Sembra che l’abbondanza o meno di energia oscura non abbia conseguenze sulla formazione di galassie, stelle e pianeti: una ipotesi che rende gli attuali modelli cosmologici ancora più problematici.

Quello del multiverso l’insieme ipotizzato di miliardi di universi possibili e coesistenti, se non addirittura paralleli, tra i quali anche il nostro – potrebbe essere uno scenario molto favorevole alla vita. È lo scenario presentato in due articoli scientifici in pubblicazione sul The Monthly Notices of the Royal Astronomical Society, che riflettono sullo scopo e sulla distribuzione di un’enigmatica componente del cosmo: l’energia oscura.

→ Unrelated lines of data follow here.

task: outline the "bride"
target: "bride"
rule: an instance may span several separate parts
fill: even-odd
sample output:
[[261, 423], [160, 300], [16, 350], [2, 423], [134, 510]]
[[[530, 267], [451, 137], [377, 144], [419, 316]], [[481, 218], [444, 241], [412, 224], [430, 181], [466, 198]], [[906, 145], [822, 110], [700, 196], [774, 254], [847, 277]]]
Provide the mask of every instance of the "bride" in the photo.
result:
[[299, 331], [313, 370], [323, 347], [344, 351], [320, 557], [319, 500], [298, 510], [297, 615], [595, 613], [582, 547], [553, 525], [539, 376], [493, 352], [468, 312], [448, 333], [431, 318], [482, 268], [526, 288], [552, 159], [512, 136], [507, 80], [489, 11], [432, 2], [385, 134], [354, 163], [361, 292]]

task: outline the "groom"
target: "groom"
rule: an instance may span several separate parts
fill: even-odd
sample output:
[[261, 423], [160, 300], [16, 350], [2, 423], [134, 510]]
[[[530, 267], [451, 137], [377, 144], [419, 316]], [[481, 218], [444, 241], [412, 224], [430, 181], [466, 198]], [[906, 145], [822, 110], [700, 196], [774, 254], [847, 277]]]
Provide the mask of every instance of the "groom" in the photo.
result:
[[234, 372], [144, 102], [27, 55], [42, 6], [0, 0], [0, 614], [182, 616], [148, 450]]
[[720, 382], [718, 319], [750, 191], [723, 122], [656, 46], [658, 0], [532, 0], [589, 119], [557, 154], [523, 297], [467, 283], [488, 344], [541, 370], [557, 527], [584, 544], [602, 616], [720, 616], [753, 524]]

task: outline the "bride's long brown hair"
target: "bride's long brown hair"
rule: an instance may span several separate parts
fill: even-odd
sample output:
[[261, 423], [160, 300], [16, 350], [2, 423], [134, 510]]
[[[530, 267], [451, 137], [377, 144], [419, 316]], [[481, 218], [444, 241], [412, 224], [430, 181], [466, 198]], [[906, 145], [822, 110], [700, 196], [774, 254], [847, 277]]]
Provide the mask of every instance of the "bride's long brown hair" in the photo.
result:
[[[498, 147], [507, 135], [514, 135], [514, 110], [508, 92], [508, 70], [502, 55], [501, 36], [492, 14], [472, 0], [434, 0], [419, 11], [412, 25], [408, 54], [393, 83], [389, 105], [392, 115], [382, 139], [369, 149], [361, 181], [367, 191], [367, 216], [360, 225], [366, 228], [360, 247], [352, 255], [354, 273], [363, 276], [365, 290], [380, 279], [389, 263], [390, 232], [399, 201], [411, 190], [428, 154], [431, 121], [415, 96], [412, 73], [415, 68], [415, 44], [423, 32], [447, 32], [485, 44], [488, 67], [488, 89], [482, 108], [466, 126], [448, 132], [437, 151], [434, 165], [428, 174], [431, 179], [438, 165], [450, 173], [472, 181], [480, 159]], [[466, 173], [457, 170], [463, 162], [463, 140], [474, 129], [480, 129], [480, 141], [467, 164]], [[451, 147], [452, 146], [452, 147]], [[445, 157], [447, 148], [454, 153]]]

Anche se non ne comprendiamo a pieno la natura, chiamiamo energia oscura quella forza misteriosa che guida l’espansione dell’Universo, e che – contrariamente alle aspettative, rispetto all’inflazione (ossia al momento di rapidissima espansione) seguita al Big Bang – con il tempo sta aumentando la sua spinta, anziché diminuirla.

L’energia oscura sembra costituire il 70% del nostro Universo: troppo poco, per le attuali teorie sulla nascita del cosmo, secondo le quali dovrebbe essercene di più. Allo stesso tempo, però, con una maggiore quantità di energia oscura la materia sarebbe così tesa verso l’espansione, e così diluita, che l’aggregazione di pianeti, stelle e galassie non sarebbe possibile. Pertanto, noi non esisteremmo.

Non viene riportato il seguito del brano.